ScandiLeon, Mittwoch, 29.Juni 2016, 13:25 Uhr

12. BAYER lässst grüssen

Viele Schreiber hier haben leider den Knall nicht gehört! Hinter RoundUp stehen halt mal die Giganten BAYER und MONSANTO. Bei >95% aller Europäer ist Glyphosat im Urin nachweisbar. Wenn ich Spieler wäre würde ich wetten, daß nach 18 Monaten wieder verlängert wird!

Ein Bayer, Mittwoch, 29.Juni 2016, 13:14 Uhr

11. In einem uneinigen Europa kein Wunder

[Zitat]...nachdem sich die Mitgliedsstaaten nicht einig wurden.....[/Zitat]
Die unterschiedlichen Staaten der EU haben leider auch unterschiedliche Meinungen.
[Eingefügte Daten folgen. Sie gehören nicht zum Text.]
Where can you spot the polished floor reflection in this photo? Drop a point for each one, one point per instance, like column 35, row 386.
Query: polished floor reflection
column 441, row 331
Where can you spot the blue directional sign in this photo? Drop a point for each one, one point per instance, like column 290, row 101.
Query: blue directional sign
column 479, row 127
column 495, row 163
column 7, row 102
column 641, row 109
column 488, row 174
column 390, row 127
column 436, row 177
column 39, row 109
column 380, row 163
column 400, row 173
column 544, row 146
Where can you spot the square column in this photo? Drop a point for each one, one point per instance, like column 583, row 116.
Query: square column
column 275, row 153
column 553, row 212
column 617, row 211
Was bisher - und wohl noch eine gehöre Zeit lang - hinten anstand, war die Meinung der Bevölkerung. In so einem Umfeld haben einschlägige Unternehmen leichtes Spiel. Vielleicht schaffen - die hier schon vermuteten - wenigen EUROs im Briefumschlag den letzten Widerstand beiseite. Auch das eine Folge der Uneinigkeit und gängig Methoden in vielen Ländern der EU - vermutlich auch in Deutschland.
Die letzte Freizeit-Sendung im BR hat verdeutlicht, wohin dieses Gebaren führt. Man braucht nur mal genau hinhören. Hier der Link dazu:
http://www.br.de/mediathek/video/sendungen/freizeit/schmidt-max-und-der-gesunde-grossstadt-honig-100.html

Babsi, Mittwoch, 29.Juni 2016, 10:06 Uhr

10. War ja klar

Und nun darf weitere 18 Monate Europa vergiften und dafür musste man nur einer Handvoll Leute einen Koffer zuschieben. Die EU hat schon auch Vorteile!
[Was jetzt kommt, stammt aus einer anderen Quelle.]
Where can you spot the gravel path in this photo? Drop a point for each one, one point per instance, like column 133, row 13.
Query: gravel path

  • Antwort von Zwiesel, Mittwoch, 29.Juni, 12:46 Uhr

    @Babsi:
    Natürlich kann man der Kommission vorwerfen, dass sie diese Entscheidung so getroffen hat. Ich finde das auch nicht gut. Aber, die Kommission musste entscheiden, weil der Europäische Rat nicht entschieden hat. Und warum hat der Rat nicht entschieden? Weil sich Deutschland enthalten hat. Die Koalition konnte sich nicht einigen und dadurch hat sich Deutschland enthalten. SPD gegen Glyphosat, CDU/CSU für Glyphosat. Deutschland hatte es in der Hand, Glyphosat zu verhindern. Interessant dabei, der Agrarminister Schmidt von der CSU ist für die Genehmigung. Aber jetzt hat man wieder die Möglichkeit aus Bayern gegen die Kommission zu hetzen. Und am "Stammtisch" gilt das für bare Münze.

  • Antwort von Erich, Mittwoch, 29.Juni, 13:52 Uhr

    Gut gebrüllt - Aber ein großes Aber. Es gilt wie auch bei der normalen Wahl - Wer nicht wählt, wählt das was er nicht will.
    Es kann sich also keiner herausreden, er habe das nicht gewollt - auch nicht die Bundesregierung!!!!
    Das war eine bewußte Enthaltung, weil es schon verher bakannt war, wenn sich D enthält, dass es eine Verlängerung gibt!!

Peter, Mittwoch, 29.Juni 2016, 09:53 Uhr

9.

Freie Fahrt für die Wirtschaft, was kümmert uns die Umwelt?

  • Antwort von as, Mittwoch, 29.Juni, 13:00 Uhr

    .... was kümmern uns die Bürger. Die sind nur fürs Kreuzchen machen gefragt, sonst wirds nichts mit den Pöstchen!